Unloved today release remixes of new single ‘Turn of the screw’, by Juan Ramos, Erol Alkan and Darren Price.
Imagine a Georgio Moroder production broadcast live from inside a submarine, all of its relentless synthetic sounds bouncing around off metallic walls. Berlin-based Puerto Rican-American DJ/producer Juan Ramos’ take on “Turn of the screw” is just that – a brilliantly claustrophobic underwater disco trip.
Erol Alkan’s version mixes eight and a half minutes of precision electro rhythms and a hypnotic ping ponging riff with a simple, emphatic message for all discerning dance floors: “Screw you.”

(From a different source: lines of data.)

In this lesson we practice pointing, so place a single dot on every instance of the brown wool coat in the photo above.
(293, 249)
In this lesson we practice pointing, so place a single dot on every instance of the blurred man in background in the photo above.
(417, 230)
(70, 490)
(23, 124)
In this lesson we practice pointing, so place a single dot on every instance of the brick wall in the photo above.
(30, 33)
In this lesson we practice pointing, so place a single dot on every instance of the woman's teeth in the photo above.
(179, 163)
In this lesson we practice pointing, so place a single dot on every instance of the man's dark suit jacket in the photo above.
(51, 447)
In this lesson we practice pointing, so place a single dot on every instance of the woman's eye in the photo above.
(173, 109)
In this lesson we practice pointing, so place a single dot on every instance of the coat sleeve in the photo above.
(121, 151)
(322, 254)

Darren Price’s pulsating techno dub mix rides in on an ominous bassline that sounds like storm clouds approaching before opening out into a proggy John Carpenter-esque synth throb.

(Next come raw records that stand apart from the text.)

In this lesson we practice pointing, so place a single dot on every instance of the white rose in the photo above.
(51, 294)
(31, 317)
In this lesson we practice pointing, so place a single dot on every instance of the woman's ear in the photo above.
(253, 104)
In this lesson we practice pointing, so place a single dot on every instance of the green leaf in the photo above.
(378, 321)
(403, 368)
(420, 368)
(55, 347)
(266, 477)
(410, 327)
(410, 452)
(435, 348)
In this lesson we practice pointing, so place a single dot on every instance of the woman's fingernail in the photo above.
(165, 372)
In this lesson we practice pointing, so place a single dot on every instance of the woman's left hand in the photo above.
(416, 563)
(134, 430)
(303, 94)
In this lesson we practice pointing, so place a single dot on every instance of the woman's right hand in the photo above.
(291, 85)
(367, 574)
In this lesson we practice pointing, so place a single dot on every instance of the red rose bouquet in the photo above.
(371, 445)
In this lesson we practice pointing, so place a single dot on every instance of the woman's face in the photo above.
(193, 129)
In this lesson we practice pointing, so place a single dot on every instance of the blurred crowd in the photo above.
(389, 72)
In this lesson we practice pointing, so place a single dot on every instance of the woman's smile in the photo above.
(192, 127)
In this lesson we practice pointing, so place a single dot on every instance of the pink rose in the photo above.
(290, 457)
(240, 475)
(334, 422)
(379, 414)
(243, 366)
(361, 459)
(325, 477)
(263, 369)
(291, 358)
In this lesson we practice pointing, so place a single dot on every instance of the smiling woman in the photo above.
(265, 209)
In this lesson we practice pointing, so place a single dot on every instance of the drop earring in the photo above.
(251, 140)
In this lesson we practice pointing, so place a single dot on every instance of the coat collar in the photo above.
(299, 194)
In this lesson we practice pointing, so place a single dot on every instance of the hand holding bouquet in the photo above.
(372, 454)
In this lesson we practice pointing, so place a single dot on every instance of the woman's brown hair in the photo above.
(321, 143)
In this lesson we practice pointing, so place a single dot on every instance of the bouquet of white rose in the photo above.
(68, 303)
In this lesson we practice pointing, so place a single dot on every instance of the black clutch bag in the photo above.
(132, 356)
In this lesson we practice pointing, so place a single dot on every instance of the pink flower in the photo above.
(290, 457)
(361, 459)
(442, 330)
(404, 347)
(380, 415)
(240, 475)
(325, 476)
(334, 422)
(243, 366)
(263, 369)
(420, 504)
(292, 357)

‘THE PINK ALBUM’ now available to pre-order on double vinyl and CD. Released on September 2nd digitally. With physical double vinyl and CD to follow on September 30th.
Unloved’s latest release, THE PINK ALBUM, is dawn and dusk, the epic and the intimate. This 22-track double album, its title inspired by the artwork of Julian House, features collaborations with Jarvis Cocker, Étienne Daho, Raven Violet and Jon Spencer. Pink has it modulations: shocking at times but signifying also tenderness, intimacy, the carnal. THE PINK ALBUM knows the shades of love, its nuances, and how it can be delicious – and frightening. Marvellous – and aching. Rather than be the silver lining to the cloud, THE PINK ALBUM mines deeper, to a precious ore, dark and glittering…

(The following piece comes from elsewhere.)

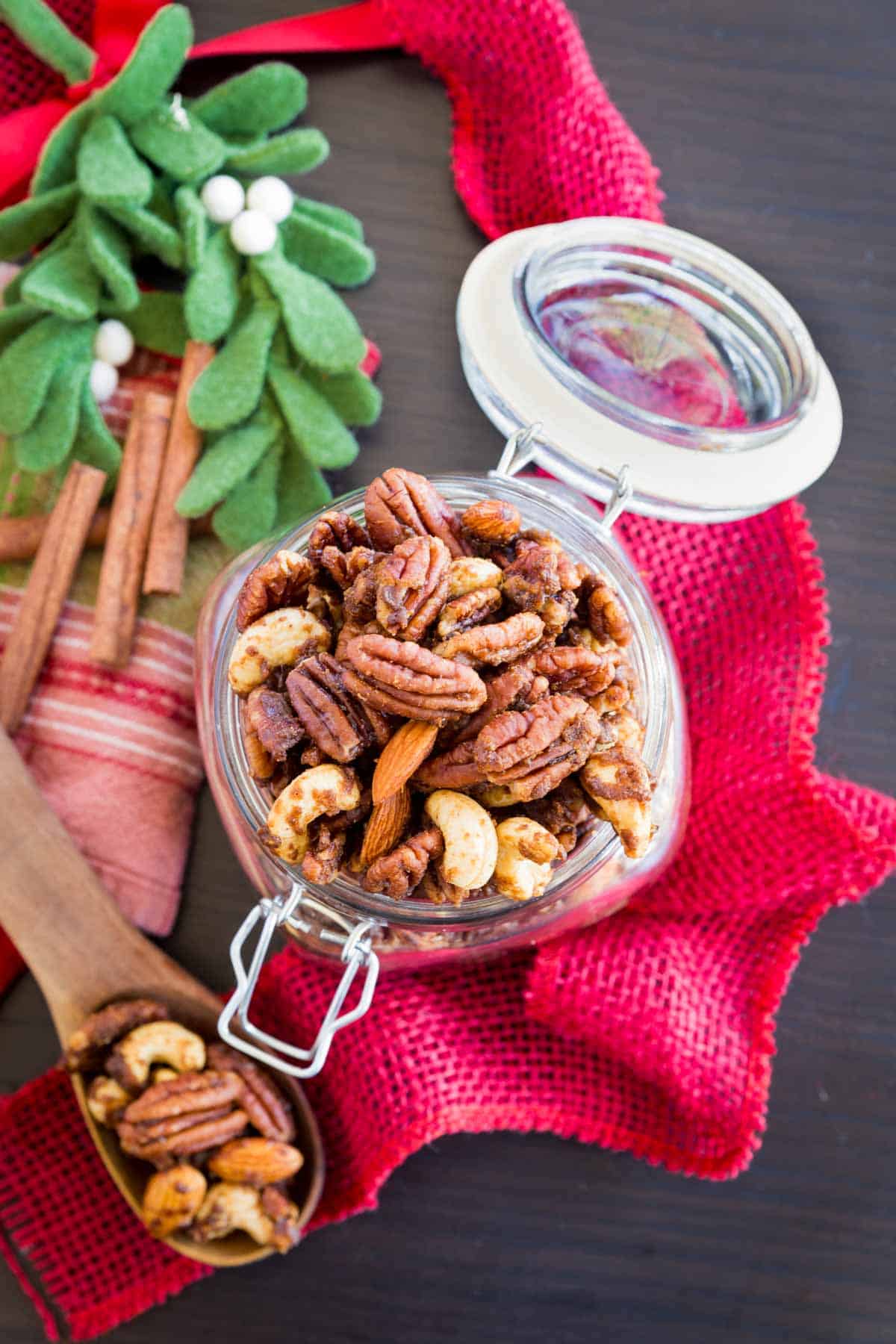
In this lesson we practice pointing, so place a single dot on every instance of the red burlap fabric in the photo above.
(652, 1033)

…Be seduced by the whispered, languorous, bluesy, not so sweet nothings of Love Experiment and the lippy insouciance of Turn of the screw. Thrill to the infinite variety: Mother’s been a bad girl is brazen, and I don’t like you anymore gloriously sultry. Here is Foolin’, where languid, world-weary jazz sounds are skewed by a phantasmagoric organ from a funfair hallucinated, and there’s the sparkling fury and celestial chorus of Rainbrose, as though some flower-festooned goddess is emerging. Go from the jaunty keyboards and hey! hey! hey! of WTC to the melancholic poise of Ever, the jittery electropop of Girl can’t help it, to the spacious Morricone-tinged Lucky. Be reminded that the past is a snare, the future doesn’t care. All we have is Now. There is psychedelic world-warping sound, but also times when reality is acutely, achingly, present. Number in my phone is a beautiful, wistful paean to those no longer here. Jade’s remarkable voice – whispering, icy, lush, wounded, smoky – unifies the album with its striking diversity.